Advanced Education and Literacy Minister, Diane McGifford, declined 10 out of 12 requests made by university professional faculties to increase tuition fees beyond the five per cent previously approved by the provincial government.
The faculties that will be receiving certain tuition fee increases are the Faculty of Dentistry and I.H. Asper School of Business.
The dental students will receive a 20 per cent increase in tuition fees per year for the next two years, with 15 per cent of revenue generated from the fees going towards student bursaries.
Dean of Dentistry, Tony Iacopino, said he was very happy the proposal his faculty put forth was approved and that it would have a huge impact on the quality of education in the faculty of Dentistry.
“We can train our students for today and tomorrow, instead of yesterday on outdated equipment and outdated technology.”
He stated that a significant amount of the money would be put into student services and bursaries for students to offset some of the impact the increase will have on those in financial need, with a fund set up specifically for students already enrolled and working towards completing their degree.
Money will also be put towards updating the faculty’s student lounge.
While the Asper School of Business did not receive the full 88 per cent increase over three years to undergraduate tuition fees it had requested, it will be allowed to increase fees in the Master’s of Business Administration (MBA) program by 25 per cent annually over two years, starting in 2011.

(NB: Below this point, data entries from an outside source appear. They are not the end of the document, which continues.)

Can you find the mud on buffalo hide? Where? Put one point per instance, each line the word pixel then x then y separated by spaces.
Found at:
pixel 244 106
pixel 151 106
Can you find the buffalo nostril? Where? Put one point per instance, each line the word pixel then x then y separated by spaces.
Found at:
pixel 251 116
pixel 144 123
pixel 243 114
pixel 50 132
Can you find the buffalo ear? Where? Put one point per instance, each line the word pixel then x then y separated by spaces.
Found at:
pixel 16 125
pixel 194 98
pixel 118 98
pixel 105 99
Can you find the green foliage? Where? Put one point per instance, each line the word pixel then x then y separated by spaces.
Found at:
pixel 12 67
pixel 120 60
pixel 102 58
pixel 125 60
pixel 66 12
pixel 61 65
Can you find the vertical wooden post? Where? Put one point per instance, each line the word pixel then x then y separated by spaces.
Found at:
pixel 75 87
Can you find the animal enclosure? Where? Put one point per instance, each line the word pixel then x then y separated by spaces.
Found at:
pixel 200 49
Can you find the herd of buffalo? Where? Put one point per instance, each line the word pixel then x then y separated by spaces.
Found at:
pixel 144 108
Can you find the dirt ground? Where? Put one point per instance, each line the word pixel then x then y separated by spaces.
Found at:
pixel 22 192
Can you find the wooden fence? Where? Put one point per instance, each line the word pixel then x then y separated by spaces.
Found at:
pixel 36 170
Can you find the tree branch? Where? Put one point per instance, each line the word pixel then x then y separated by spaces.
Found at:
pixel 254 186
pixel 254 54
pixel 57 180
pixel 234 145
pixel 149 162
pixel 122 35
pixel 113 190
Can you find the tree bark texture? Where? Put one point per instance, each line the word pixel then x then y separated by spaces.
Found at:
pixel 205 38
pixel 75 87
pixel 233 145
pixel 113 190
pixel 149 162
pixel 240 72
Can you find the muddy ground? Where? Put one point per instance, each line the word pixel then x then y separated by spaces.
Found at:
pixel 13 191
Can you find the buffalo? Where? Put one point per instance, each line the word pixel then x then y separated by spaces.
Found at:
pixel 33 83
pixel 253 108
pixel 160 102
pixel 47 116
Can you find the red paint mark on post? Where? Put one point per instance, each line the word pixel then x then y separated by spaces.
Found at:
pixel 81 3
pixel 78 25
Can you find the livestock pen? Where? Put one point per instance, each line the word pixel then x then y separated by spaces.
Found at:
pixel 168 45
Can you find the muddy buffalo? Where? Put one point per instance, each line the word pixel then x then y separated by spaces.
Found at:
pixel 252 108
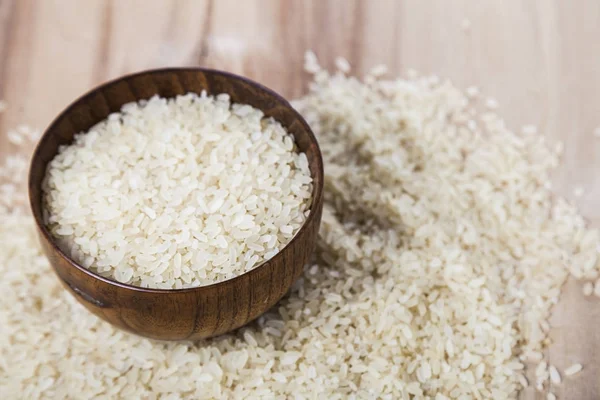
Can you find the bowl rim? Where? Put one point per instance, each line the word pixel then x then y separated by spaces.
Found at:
pixel 316 196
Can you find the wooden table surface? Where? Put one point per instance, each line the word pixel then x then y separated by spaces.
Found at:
pixel 539 59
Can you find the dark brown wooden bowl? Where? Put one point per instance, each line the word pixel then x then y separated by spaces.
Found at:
pixel 198 312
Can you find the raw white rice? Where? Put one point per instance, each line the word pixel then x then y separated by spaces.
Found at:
pixel 178 193
pixel 440 257
pixel 573 369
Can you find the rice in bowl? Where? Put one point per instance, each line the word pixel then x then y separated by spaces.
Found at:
pixel 177 193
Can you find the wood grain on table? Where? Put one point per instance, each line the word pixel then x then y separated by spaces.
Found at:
pixel 539 59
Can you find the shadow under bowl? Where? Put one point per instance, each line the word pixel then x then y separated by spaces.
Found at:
pixel 178 314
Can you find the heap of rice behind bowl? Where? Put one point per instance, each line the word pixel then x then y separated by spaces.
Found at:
pixel 177 193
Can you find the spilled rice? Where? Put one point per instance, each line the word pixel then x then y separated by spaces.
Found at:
pixel 441 254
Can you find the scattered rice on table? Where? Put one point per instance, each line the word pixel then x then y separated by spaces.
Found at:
pixel 440 257
pixel 177 193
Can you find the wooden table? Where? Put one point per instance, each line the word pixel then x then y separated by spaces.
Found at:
pixel 539 59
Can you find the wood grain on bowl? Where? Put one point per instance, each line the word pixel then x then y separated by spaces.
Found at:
pixel 193 313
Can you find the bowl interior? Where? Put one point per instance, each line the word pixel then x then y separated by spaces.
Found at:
pixel 97 104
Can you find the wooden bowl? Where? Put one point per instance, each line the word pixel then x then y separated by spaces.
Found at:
pixel 203 311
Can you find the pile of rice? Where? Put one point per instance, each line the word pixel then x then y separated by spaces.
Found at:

“I feel that on the MBA side, we’re moving in a an appropriate direction, but in terms of undergraduate tuition, it is going to be very important in the future that we do start to bridge the gap between ourselves and other business schools,” said Glenn Feltham, dean of the business school.
“I think that there was good and bad with the decisions, but ultimately tuition levels are going to have to be at the level of other leading business schools if we’re going to be able to provide the level of education that Manitoba requires.”
Asper student and former Commerce Students’ Association (CSA) president Mike Gould told the Manitoban that he would still find his education accessible if Asper had received approval for its request to increase undergraduate tuition, although that may not the case for all students in the faculty.
“It would have been imperative for the dean’s office to address accessibility for both current and future students,” said Gould.
However, he felt that the dean’s office did a good job of gathering as much information from students as possible in a short amount of time.
“I think the dean’s office realized through gathering this information just how much of a priority accessibility is for students, especially international students.”